Starsky hung up before Armstrong could reply. He had a lot to do this weekend and knew that laundry and cleaning wouldn’t be on the agenda. Probably not a whole lot of sleep, either.


Hutch was really on edge. He was positive Starsky was keeping something from him and that T.T. Armstrong was involved. After a restless night, he called his partner early. “Listen Starsk, I’ve got a couple of stops to make this morning so why don’t I get myself to work today?”

“Uh, okay.” Starsky sounded like he was still asleep. “Whatever you say.”

“Great, I’ll see you there.” Before Starsky could respond, he disconnected and placed another call. “Captain? It’s Hutch. Can you come to the station as soon as possible? I need to talk to you.”

“Something we can’t discuss on the phone, Hutchinson?” Dobey sounded grouchy - probably wasn’t fully awake yet.

“Not really, sir.”

A huge sigh resonated through the line. “I guess I can be there in an hour.”

“Thanks, Captain.”

Hutch showered and dressed, hoping he and Dobey would arrive before Starsky. Parking in the slot next to where the Torino would soon sit, he went straight up to Dobey’s office, knocked on the hallway door, and waited.

“Come in!” was bellowed from inside and Hutch pushed the door open.

Dobey, in the process of hanging his jacket on the coat tree, spun around. “Where’s your partner?” He went behind his desk and sat down.
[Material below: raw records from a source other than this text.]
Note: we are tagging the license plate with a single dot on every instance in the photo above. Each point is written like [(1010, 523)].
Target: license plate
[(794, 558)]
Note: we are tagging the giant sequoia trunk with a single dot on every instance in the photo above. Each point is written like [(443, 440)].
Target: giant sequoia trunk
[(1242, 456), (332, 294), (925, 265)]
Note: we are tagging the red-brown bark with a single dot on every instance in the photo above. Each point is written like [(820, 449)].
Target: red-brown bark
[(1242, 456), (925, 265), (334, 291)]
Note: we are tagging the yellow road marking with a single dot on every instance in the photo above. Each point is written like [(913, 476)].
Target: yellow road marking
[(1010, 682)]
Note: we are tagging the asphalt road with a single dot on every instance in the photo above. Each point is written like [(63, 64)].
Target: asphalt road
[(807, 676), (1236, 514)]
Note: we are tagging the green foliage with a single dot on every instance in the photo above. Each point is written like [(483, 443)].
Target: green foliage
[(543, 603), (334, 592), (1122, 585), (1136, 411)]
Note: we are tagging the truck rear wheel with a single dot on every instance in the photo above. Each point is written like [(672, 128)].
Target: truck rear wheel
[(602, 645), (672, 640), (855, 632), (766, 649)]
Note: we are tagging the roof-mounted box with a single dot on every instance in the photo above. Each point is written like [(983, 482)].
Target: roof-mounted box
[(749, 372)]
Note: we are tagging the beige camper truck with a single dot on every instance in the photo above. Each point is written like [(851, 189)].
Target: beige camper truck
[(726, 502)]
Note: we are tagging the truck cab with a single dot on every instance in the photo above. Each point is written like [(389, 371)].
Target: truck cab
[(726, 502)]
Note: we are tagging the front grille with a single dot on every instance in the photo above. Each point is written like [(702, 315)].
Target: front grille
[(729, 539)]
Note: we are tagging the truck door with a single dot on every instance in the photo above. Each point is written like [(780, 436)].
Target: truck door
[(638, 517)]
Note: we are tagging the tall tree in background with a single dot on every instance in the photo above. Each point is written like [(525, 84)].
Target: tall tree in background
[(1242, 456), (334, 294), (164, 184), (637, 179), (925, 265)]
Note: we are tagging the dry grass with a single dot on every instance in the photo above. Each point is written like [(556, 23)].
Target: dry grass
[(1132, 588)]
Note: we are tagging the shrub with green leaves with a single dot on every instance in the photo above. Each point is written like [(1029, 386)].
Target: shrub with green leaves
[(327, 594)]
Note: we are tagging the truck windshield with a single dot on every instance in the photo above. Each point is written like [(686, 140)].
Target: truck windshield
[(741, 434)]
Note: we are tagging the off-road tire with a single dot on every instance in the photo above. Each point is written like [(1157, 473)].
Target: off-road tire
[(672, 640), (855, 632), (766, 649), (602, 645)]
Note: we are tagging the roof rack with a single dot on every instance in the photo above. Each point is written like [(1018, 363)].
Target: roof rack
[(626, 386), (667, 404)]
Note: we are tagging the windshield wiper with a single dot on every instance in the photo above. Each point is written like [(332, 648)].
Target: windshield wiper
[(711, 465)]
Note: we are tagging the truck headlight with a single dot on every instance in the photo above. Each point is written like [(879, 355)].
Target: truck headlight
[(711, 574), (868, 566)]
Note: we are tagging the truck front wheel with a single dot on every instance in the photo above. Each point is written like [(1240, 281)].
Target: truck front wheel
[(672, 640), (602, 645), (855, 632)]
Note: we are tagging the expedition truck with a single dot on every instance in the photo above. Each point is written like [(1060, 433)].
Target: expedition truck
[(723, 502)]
Hutch crossed to his accustomed chair and sat. “That’s what I need to talk with you about, Captain.” When Dobey didn’t say anything, Hutch dove in. “I think Armstrong’s been in touch with Starsky since that first call.”

“Why would you think that?”

“Starsky’s almost never secretive but, these last couple of days, he’s been different. I can’t help but feel he’s keeping something from me.”
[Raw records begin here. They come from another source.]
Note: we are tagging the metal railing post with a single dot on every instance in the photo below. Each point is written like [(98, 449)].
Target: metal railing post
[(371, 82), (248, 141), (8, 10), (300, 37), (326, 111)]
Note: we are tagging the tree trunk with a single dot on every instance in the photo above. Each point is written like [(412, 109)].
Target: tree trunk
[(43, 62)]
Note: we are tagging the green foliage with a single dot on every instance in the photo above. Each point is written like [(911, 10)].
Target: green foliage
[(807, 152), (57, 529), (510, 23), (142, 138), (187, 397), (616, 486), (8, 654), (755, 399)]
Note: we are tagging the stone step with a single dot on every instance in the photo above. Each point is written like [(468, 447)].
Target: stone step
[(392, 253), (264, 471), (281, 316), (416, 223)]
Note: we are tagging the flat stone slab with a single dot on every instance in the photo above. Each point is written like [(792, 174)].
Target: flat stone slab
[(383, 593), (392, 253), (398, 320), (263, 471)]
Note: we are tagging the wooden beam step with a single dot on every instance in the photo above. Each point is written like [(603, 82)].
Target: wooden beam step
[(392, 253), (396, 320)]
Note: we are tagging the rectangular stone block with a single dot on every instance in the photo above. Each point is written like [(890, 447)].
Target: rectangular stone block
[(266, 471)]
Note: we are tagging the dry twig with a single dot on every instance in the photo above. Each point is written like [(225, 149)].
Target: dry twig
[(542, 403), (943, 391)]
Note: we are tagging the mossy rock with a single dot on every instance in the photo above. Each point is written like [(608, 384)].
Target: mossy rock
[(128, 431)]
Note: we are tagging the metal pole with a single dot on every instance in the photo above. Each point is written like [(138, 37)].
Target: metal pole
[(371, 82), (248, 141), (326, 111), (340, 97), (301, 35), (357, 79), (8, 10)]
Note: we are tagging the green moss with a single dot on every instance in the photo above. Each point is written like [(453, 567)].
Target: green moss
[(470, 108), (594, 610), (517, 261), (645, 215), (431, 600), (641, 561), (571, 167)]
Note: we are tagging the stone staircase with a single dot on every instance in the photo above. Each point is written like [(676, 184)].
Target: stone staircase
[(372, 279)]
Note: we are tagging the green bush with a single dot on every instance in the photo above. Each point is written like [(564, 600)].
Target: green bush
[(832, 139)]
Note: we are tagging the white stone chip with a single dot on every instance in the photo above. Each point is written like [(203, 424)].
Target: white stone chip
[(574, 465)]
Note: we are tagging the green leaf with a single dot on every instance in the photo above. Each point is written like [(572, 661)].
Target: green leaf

“Like what?” Dobey didn’t bother to hide his concern.

“I almost think they’ve set up a meet somewhere.”

Dobey scowled. “What do you mean, ‘a meet’?”
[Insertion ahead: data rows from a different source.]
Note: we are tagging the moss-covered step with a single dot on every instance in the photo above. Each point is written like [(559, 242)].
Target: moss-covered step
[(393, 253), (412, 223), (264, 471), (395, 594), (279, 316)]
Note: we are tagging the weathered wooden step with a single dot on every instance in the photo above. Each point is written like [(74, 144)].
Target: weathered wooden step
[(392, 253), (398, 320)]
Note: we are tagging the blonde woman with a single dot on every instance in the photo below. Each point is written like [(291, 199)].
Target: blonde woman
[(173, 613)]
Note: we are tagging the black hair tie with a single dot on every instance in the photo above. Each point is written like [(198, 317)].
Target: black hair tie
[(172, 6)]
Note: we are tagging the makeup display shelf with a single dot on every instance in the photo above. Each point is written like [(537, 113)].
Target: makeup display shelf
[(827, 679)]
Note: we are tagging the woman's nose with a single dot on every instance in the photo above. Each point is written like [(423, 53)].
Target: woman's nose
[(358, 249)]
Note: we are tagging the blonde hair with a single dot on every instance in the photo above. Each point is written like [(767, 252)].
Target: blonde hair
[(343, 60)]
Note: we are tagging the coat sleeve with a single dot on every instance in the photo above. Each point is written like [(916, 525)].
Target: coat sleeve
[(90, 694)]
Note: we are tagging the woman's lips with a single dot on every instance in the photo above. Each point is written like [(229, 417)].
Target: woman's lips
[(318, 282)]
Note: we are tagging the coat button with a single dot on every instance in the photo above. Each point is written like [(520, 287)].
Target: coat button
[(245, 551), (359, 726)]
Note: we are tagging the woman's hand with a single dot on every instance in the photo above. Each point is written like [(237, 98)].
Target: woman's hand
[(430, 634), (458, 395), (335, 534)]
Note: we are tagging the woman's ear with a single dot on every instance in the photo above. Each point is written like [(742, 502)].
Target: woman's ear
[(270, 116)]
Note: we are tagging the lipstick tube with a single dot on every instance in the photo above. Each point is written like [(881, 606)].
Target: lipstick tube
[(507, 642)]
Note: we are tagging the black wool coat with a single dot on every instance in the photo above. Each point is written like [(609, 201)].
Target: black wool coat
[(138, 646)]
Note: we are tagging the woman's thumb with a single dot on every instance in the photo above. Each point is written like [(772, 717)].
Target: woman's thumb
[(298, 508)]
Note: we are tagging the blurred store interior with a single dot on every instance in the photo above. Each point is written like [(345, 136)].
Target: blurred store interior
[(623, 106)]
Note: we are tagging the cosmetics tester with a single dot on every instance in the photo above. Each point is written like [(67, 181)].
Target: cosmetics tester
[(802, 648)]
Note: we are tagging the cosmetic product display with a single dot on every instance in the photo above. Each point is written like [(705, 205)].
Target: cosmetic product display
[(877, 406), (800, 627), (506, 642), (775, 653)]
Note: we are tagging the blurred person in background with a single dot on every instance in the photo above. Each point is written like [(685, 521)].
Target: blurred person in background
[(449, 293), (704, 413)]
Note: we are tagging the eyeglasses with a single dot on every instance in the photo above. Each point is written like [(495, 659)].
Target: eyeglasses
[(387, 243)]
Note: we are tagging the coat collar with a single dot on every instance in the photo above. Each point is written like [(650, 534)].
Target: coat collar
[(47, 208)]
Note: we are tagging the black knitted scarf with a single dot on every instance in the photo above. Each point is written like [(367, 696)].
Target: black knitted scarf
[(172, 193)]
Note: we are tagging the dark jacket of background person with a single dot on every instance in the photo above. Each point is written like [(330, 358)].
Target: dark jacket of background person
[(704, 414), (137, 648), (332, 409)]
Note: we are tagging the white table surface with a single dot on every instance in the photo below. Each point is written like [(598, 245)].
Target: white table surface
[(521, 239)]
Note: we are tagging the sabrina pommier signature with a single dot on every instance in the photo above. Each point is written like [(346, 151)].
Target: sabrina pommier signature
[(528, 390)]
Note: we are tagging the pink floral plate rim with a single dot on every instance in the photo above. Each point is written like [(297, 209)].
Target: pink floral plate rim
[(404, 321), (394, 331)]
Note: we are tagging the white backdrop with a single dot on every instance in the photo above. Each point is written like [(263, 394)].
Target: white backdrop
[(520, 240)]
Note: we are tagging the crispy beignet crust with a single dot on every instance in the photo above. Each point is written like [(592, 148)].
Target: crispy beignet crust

Hutch lifted a shoulder. “That’s just it, Cap, I don’t know. But I know my partner and he’s not one to turn his back on something like the Dennison murder. He’d want to be part of taking Armstrong down.”

“I agree. But you haven’t explained what you mean. You think Starsky’s going to participate in a… What? A showdown or something?”

“It sounds awfully dramatic, when you put it that way,” Hutch admitted.

Dobey’s scowl deepened. “Still… we both know your partner would be the last one to say no to a little drama.”

Hutch slumped. “Drama’s one thing, Captain, what I’m seeing in my head is something else.”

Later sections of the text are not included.